I remember playing with tops when I was a kid. They were disks of wood or plastic (usually plastic) with two wooden or plastic (usually plastic) dowels sticking out perpendicular to the plane of the disk. The lower dowel was for the top to spin on; the upper dowel was used to spin the whole business.
Sometimes the disks would be multicolored, or have a spiral painted on them so that if you stared at them for too long while they were spinning you would become hypnotized and do whatever the next person coming along told you to do.
"Hey, Patrick, why don't you go jump in a river?"
"Sure, sounds great. Be back in a bit."
Definitely a bummer if it happened to be mid-winter.
Although tops were interesting when I was a kid (except for the jumping in rivers part), when we were offered the chance to visit a top factory in Sasebo, Japan, I'll admit that I wasn't very enthusiastic. We had been hiking all day in the mountains and it had been hot and I was tired and I mostly just wanted to get back to my room and sprawl in a chair for a while. Tops...woo. Go tops.
Our guides told us that Sasebo was known for its tops. There was even a giant one (ten or so feet tall) that sat in the central gallery of the local train station. The place we were going was one of the last places that made the hand-crafted wooden tops.
The "factory" turned out to be a small building tucked into an alley off of Sasebo's famous covered outdoor mall -- a pedestrian street with a roof and a lot of businesses that runs for about a half mile.
A section of concrete in the alley in front of the shop had been cut down to the bare hard-pack to create a depressed circle about five feet in diameter. We found out what that was for when a small Japanese woman came out of the store carrying a basket filled with colorfully-painted tops. The circular depression, it turned out, was an arena to spin the tops in.
She let us each pick a top out of the basket. They were bulbous, heavy things, with iron spikes rammed into the bases to serve as a pivot point to spin on. We were shown how to wrap cord around the upper 2/3 of the tops and how to fling the tops in a peculiar side-handed motion while maintaining a grip on the cord so that the tops would land in the arena and, well, do what they were supposed to do: spin.
Pretty soon we were happily spinning tops. But as we were to learn, there was more. Our host told us, through our interpreters, that these tops were actually used for a sport called top fighting. With a grin, she wound a cord around one of her own tops and then threw it with with impressive force at one of the spinning tops in the arena.

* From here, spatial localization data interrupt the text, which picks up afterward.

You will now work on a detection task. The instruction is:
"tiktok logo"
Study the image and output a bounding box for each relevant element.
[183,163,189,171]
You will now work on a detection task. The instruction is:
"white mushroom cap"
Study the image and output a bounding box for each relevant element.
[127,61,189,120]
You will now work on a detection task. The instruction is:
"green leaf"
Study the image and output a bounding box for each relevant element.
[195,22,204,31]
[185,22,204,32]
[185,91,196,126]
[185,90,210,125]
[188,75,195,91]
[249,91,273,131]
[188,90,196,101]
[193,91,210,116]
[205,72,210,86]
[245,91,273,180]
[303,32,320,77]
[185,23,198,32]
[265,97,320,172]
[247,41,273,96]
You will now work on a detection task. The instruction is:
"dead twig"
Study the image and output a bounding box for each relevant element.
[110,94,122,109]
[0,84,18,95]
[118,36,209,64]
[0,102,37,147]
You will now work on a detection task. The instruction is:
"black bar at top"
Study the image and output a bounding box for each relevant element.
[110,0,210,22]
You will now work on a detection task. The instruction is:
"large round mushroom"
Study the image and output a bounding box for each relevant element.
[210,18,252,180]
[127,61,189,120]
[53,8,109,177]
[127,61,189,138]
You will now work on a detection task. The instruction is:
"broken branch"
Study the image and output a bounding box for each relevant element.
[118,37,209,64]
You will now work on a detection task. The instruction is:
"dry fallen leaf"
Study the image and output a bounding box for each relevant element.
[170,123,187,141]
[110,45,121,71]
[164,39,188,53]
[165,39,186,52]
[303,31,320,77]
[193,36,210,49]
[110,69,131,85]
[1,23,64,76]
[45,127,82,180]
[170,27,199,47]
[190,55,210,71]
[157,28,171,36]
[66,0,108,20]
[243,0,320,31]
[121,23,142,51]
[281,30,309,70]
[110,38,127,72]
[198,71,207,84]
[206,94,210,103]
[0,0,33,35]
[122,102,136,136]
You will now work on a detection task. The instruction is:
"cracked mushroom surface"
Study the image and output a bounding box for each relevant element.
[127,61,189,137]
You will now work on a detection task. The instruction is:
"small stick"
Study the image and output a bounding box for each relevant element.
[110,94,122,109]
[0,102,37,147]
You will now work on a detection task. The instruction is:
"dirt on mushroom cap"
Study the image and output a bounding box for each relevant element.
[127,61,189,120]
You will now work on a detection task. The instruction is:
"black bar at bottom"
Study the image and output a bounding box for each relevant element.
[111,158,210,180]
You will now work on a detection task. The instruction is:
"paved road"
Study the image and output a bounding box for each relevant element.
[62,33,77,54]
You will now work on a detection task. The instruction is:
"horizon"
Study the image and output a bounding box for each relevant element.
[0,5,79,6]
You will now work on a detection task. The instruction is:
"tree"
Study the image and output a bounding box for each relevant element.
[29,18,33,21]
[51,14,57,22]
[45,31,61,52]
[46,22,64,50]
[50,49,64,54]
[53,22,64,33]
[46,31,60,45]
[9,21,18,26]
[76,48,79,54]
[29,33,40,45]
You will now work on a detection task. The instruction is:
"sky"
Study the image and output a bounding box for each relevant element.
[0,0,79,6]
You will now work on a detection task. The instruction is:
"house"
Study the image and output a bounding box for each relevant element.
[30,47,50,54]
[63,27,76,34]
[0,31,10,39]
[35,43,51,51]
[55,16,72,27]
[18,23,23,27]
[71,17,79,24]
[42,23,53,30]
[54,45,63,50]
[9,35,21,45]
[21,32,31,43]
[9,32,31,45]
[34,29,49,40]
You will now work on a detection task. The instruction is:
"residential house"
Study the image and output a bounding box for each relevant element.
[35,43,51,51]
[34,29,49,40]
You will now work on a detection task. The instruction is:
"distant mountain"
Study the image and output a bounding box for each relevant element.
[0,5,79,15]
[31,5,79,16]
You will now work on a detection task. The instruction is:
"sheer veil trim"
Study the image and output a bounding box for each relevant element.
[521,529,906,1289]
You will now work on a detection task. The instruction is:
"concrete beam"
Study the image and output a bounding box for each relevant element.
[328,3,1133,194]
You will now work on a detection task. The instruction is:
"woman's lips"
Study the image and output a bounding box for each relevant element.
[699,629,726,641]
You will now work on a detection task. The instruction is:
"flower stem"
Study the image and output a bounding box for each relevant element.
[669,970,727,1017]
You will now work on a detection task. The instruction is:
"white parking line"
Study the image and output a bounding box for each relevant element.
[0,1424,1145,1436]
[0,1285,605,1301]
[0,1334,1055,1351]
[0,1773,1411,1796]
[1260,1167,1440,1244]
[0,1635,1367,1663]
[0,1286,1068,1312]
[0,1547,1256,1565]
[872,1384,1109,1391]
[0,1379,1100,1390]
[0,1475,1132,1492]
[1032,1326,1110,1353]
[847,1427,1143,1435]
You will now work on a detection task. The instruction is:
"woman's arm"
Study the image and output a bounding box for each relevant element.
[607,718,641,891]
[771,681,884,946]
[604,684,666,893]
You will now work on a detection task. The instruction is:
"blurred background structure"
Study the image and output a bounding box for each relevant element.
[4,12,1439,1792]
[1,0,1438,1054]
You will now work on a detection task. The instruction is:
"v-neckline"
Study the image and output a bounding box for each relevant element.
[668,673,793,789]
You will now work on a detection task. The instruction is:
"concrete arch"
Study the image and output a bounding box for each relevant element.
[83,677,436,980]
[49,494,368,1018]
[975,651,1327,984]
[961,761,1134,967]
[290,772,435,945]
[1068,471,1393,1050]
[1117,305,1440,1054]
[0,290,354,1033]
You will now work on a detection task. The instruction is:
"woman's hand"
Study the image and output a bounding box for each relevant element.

The attacking top missed its target and went caroming off the hard-pack and straight into a picture window nearby. We all flinched, but the top bounced off of that as well. When one owns a store that makes tops for pit fighting, it's considered wise to invest in Plexiglas.
The goal of top fighting is to disable your opponent's top. Knocking it out of the pit is good. Even better, though, is to use the iron spike on the bottom of your top to strike the opponent's top and split it. Much as with other back alley street fighting sports -- such as cock fighting, dog fighting, or that old standby, sheep fighting -- you don't want to get too attached to your fighter. It isn't likely to last long.
For some reason I kept getting an image in my head of a bunch of dangerous-looking men huddled around a top fighting pit in a dark back alley in the middle of the night, smoking foul-smelling cigarettes and placing bets on their favorite tops. Not exactly the way I remembered things from my youth.
Nonetheless, we spent a long while in the steamy Japanese afternoon throwing tops and grinning like school kids. A friend and I even began arguing over the best top flinging form. He argued for a violent overhand motion. I argued for the traditional side-handed style we'd been shown. We decided that when we got back to the States, we'd each start our own top-fighting schools and that they would become great rivals: mine would be the Japanese School and his would be the Oklahoma School (since that's where he was from).
Before we left, everyone in the group bought several tops, determined to get good enough to top fight with the best of 'em.
Tops...woo! Go tops!
In no way does the author sanction sheep fighting for fun or profit. Sheep are only meant to be sheared and, perhaps, made into lamb chops. Giving a sheep a weapon of any sort can't be anything but a bad idea.